Il libro tuttavia non spernacchia e insolentisce la tradizione filosofica né le tecniche della teoria. Al contrario, le considera uno degli ingredienti irrinunciabili per attrezzarsi a questo esercizio di lettura. Nei due saggi il rapporto con la tradizione non è né risolto né padroneggiato ma più sobriamente riconosciuto come inevitabilmente nevrotico. Il «superficialismo radicale» non è cioè un partito preso, un capriccio, una sassata sulla vetrina del museo, ma discende da una diagnosi che riguarda la politica stessa. Non c’è nessun «populismo filosofico» nel propugnare un approccio superficiale alla superficie, ma una cura speciale e una nuova attenzione verso le mediazioni e le loro metamorfosi.
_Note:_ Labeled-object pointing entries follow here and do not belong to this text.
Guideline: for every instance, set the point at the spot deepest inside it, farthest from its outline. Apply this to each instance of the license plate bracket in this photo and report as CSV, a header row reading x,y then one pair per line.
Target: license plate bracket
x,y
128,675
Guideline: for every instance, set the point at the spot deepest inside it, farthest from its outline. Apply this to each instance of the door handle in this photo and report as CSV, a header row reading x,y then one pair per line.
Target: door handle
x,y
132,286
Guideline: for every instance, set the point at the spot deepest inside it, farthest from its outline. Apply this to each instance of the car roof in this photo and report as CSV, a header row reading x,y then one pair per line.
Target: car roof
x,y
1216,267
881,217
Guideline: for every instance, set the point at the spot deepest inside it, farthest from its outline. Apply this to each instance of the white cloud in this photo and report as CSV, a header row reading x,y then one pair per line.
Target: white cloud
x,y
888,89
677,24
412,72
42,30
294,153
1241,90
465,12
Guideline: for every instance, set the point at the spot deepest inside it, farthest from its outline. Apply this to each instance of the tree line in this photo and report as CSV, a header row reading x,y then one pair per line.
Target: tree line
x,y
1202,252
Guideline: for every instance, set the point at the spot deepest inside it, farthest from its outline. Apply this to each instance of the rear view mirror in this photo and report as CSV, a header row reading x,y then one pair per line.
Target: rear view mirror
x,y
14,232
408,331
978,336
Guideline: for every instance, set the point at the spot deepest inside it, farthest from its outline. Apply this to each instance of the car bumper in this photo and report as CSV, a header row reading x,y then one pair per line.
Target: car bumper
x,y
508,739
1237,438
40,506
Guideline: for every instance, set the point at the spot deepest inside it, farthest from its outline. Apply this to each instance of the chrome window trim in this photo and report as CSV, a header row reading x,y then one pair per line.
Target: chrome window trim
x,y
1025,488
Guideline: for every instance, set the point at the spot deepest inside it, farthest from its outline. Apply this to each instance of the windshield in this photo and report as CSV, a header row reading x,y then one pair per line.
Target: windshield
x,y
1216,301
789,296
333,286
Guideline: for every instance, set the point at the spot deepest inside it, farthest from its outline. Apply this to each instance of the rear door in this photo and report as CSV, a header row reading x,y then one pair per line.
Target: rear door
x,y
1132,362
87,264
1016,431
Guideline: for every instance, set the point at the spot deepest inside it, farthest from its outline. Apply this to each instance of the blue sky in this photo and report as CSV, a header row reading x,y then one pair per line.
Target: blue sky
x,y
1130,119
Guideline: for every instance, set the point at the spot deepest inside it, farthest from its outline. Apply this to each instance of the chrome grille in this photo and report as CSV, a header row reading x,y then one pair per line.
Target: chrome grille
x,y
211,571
Certamente un problema sussiste: quello di continuare a considerare la «superficialità» più una discontinuità che una novità, a farla cioè dipendere implicitamente da quella «profondità» da cui essa sembra prendere congedo. Ma se si tratta di un’antinomia difficilmente aggirabile, Alagna e Mazzone suggeriscono tuttavia che la filosofia possiede le risorse per schivare questa trappola dialettica che assorbe fatalmente il nuovo nel già visto provando nello stesso tempo a «essere fedele» alla superficie senza per questo «feticizzarla». Non si tratta cioè di far traslocare le proprietà tipiche della «profondità» sul piano della «superficie», incorrendo nel rischio, certo meno appariscente ma senz’altro più grave, di trasformare la critica in apologia. La «superficie» non è quindi una nuova «positività» ma è il modo di darsi dei fenomeni politici, che domanda nuovi occhi e nuove tecniche di descrizione.
Questo permette, nel saggio di Alagna, di considerare alcuni fenomeni politici contemporanei (i meme per esempio) non come «curiosità», «anomalie», bizzarrie «millennial» raccontate con la condiscendenza del «boomer», ma fenomeni in tutto e per tutto politici: vale a dire fenomeni che obbligano a rivedere e ampliare il raggio di pertinenza dell’aggettivo «politico» che, per le ragioni che il libro si propone di smontare, continuiamo a riservare a esperienze e azioni dotate di speciali e più «profonde» caratteristiche. E lo stesso protocollo di lettura consente a Mazzone di sostenere un discorso su emancipazione e ingiustizia a sua volta «emancipato» dalla trappola del filosofo-ventriloquo o evocatore del profondo e dell’inapparente. Superficialismo radicale è quindi un libro di filosofia che promuovendo una nuova sensibilità ai contesti è capace di abbinare le virtù della descrizione a sensate ipotesi di trasformazione politica.